Astrobotic‘s Vertical Solar Array Technology (VSAT) is a key technology that will be used to harness solar energy for the company’s commercial, lunar power grid that is being prepped to enter thermal vacuum (TVAC) testing in Chamber A at NASA’s Johnson Space Center.
This follows recent testing of the Astrobotic rover for VOLT (VSAT Optimized for Lunar Traverse), at NASA’s Glenn Research Center (see below). VOLT brings together the 65+-foot-tall solar array in partnership with Redwire Space and is now being tested at NASA’s Johnson Space Center, with a minivan-sized lunar rover.
About LunaGrid…
LunaGrid is a solar-based power generation and distribution service that will deliver power by the Watt to landers, rovers, habitats, science suites, and other lunar surface systems. The service will enable systems from companies, governments, universities, and non-profits to survive the lunar night and operate indefinitely at the lunar south pole.
Additionally, an engineering model of VOLT’s mobile rover base underwent testing in the Simulated Lunar Operations Laboratory (SLOPE) at NASA’s Glenn Research Center in Cleveland. The tests demonstrated the vehicle’s stability, gimbal functionality, and sun tracking capabilities on an inclined bed of lunar regolith simulant. Watch the video at this direct link…
A wireless charging system developed by Astrobotic and WiBotic, with assistance from Bosch, the University of Washington (UW), and the NASA Glenn Research Center (GRC), underwent TVAC (above), vibration, radiation, cryo, and regolith testing. The data collected during this testing will guide system improvements, with the next iteration scheduled for construction and qualification by the end of the year. When on the lunar surface, the wireless charging system would deliver power from a LunaGrid node to power rovers, habitats, in-situ resource utilization plants, and other large surface infrastructure to survive the lunar night.

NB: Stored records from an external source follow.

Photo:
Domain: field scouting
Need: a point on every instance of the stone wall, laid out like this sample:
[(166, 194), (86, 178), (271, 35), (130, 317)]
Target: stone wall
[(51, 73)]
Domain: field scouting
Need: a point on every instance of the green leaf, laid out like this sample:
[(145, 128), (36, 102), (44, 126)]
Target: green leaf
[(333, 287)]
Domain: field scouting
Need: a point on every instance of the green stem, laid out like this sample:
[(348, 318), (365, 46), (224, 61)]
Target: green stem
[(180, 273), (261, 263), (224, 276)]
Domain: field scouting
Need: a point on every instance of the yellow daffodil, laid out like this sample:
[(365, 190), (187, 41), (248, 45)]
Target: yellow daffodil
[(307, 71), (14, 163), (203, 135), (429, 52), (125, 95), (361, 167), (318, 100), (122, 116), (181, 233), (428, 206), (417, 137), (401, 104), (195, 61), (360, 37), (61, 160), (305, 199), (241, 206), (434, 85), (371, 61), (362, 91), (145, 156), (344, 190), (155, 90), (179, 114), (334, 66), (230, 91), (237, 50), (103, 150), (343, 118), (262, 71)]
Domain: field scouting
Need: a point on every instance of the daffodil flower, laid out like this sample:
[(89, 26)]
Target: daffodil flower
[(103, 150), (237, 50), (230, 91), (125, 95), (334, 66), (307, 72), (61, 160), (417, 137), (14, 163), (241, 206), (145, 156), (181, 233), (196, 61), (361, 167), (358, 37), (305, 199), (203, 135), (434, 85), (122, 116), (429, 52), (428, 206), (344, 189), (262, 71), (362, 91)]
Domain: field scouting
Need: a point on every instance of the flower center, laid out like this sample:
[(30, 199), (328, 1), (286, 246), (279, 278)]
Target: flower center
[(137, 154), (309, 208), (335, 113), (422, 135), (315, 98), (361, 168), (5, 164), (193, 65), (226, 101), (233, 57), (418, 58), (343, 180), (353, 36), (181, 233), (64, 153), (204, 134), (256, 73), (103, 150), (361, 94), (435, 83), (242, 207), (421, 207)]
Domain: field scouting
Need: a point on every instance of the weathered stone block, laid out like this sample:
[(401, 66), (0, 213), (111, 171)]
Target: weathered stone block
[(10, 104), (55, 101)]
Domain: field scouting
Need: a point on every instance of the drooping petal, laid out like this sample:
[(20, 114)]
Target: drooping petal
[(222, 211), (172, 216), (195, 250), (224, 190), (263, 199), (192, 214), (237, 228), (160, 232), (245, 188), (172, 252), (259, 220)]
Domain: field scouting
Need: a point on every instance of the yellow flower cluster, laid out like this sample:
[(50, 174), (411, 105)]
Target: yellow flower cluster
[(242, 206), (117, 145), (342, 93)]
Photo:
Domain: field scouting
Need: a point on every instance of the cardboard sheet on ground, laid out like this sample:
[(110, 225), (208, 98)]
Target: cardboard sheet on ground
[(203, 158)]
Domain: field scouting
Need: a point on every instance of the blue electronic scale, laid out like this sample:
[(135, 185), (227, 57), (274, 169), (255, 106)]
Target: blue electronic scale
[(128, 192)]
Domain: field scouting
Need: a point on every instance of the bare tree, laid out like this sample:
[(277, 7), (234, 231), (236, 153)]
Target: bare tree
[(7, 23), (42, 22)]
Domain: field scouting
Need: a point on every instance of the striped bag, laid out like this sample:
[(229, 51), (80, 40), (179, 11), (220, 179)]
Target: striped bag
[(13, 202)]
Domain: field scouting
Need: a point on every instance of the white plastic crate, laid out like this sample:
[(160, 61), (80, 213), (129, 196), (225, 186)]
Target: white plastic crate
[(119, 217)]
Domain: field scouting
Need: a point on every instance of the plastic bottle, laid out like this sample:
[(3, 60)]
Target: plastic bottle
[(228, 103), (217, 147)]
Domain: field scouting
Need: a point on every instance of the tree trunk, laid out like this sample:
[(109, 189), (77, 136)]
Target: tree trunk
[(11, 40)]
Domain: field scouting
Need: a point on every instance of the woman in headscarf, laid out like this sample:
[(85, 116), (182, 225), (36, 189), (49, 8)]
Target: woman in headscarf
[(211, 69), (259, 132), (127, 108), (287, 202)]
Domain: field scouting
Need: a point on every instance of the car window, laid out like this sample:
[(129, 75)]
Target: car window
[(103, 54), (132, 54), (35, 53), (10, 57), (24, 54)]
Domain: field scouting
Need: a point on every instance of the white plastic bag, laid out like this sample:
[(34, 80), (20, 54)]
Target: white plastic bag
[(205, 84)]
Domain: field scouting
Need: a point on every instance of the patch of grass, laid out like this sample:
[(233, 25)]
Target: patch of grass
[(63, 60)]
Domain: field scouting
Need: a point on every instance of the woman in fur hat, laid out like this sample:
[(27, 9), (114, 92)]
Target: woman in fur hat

No earlier than 2026, Astrobotic will demonstrate LunaGrid-Lite, which aims to be the first system to transmit power between assets on the Moon. Recently, Astrobotic came closer to its goal by demonstrating power transfer with an ultra-light cable designed specifically for lunar applications.
The team successfully transmitted 1kW of alternating current (AC) power through 1,000ft of ultra-light cable. During the transmission, the team measured power factor, cable efficiency, voltage drop, apparent power, and reactive power. The tests were conducted with both spooled and unspooled cables. These early lab tests show that the cable can throughput 1kW real power at the desired transmission voltage (1kV) and frequency (1kHz) and slightly exceed our expected power factor and efficiency models.
During Astrobotic’s LunaGrid-Lite mission, where power transmission is vital, an Astrobotic CubeRover will unreel 1 kilometer of cable from an Astrobotic lunar lander and receive the first high voltage power transmitted through a cable across the lunar surface. This demonstration will pilot Astrobotic’s LunaGrid service, providing commercial power to future lunar customers.